Corporate governance is rarely out of the headlines. The question of how much remuneration directors should receive has been a recent issue, while the link between corporate governance and corporate performance has long been probed. There have also been high profile instances of incompetence and illegal behaviour. Also, who should the directors of the company be working for? Should it be for shareholders, employees, or the company itself? All told, corporate governance suggests an interesting and important area of study. The way that we regulate corporate governance is also intriguing, and for a number of reasons. If we over-regulate there is a fear that we will damage the ability of corporations to be competitive, and this will damage national competitiveness and the living standards of citizens. Alternatively, if we fail to regulate effectively we may be facilitating undesirable behaviour, such as the taking of unnecessary risks, with the potential to repeat the financial meltdown of 2007. The issue of who is best placed to regulate corporate governance is similarly an interesting one, and can we say that there is a convergence of practice across jurisdictions? The purpose of this course unit is to explore these types of issues and to develop a more informed and critical understanding of corporate governance. It will provide you with an appreciation of policy and the governance framework more generally. As you might also now realise, it will draw upon different bodies of knowledge, although the main focus will be regulatory.

Aims

•        To explore corporate governance from different perspectives

•        To examine the major theories concerning corporate governance

•        To consider the purpose of corporate governance

•        To look at the interplay of the institutions supporting the practice of corporate governance

•        To examine the internal and external mechanisms of corporate governance practice

•        To consider how corporate governance has evolved across different legal and economic systems

Learning outcomes

On completion of this unit, successful students will be able to:

- understand the theoretical basis of the principles and development of corporate governance;

- identify how legal and financial approaches are jointly relevant to the theoretical and practical aspects of corporate governance;

- recognise the key legal issues affecting the governance of companies (especially UK companies);

- have an awareness and understanding of the current academic and policy issues around the themes of corporate governance and, in particular, the shareholder-stakeholder debates;

- understand the relevance of the governance of corporations within the wider social, political and economic context;

- use appropriate sources and literatures to research and analyse an issue in corporate governance and write a critical piece of work.

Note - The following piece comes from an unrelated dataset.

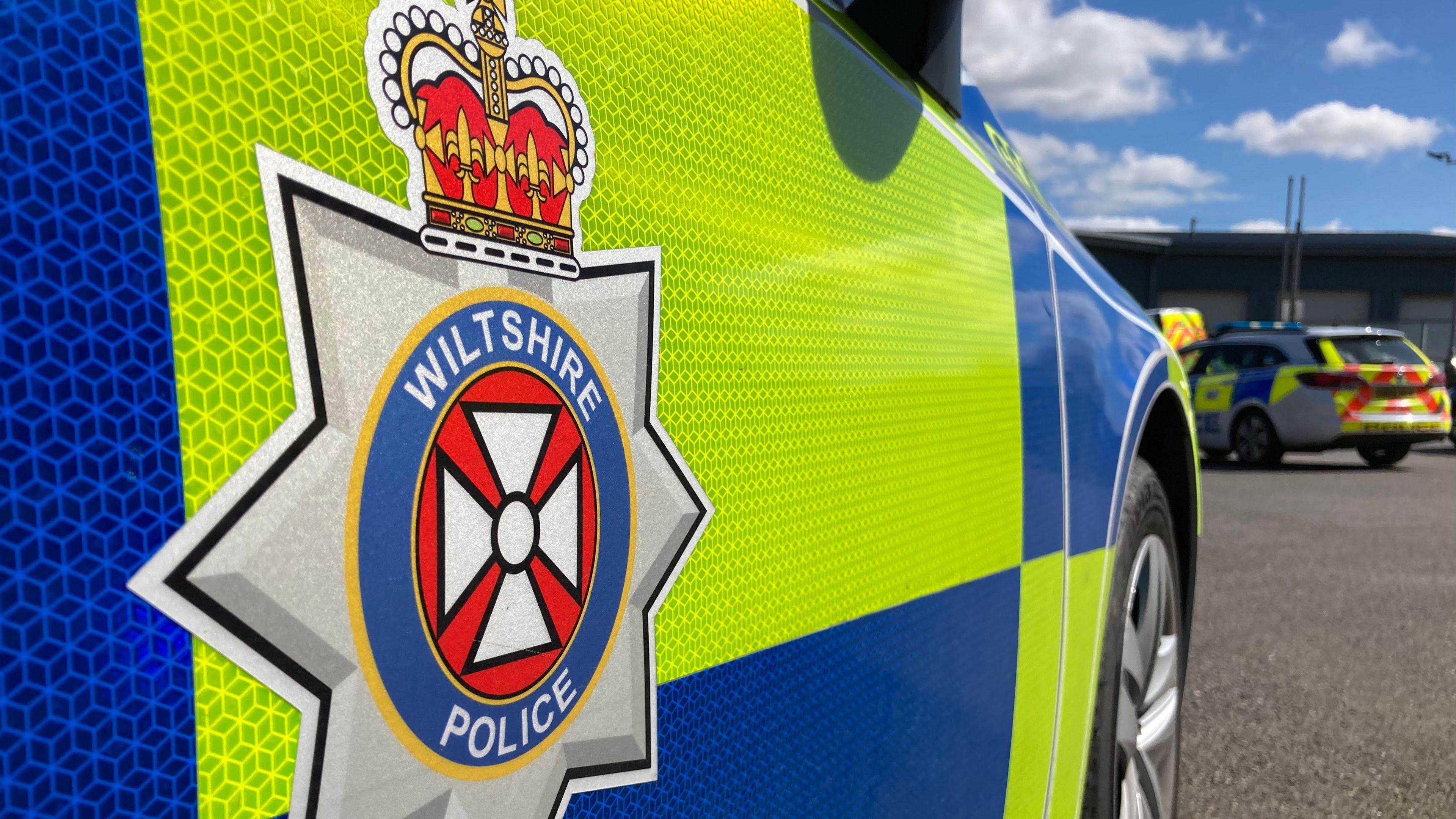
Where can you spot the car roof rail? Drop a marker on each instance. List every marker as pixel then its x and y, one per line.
pixel 1257 327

Teaching and learning methods

Lectures (26 hours) and seminars (4 hours)

Assessment methods

Method Weight
Written exam 100%

Feedback methods

Formative essay, questions, seminars, classroom discussion.

Recommended reading

Moore, M. and Petrin, M. (2017) Corporate Governance: Law, Regulation and Theory, London: Palgrave Corporate and Financial Law.

  A full reading list will be provided on a topic by topic basis.

Study hours

Scheduled activity hours
Assessment written exam 3
Independent study hours
Independent study 0

Teaching staff

Staff member Role
Aristea Koukiadaki Unit coordinator

Additional notes

Information

Formative feedback is provided within the unit through oral feedback in the seminars.  A revision lecture is provided prior to the final assessment, and an outline of issues is published after the final assessment on Blackboard.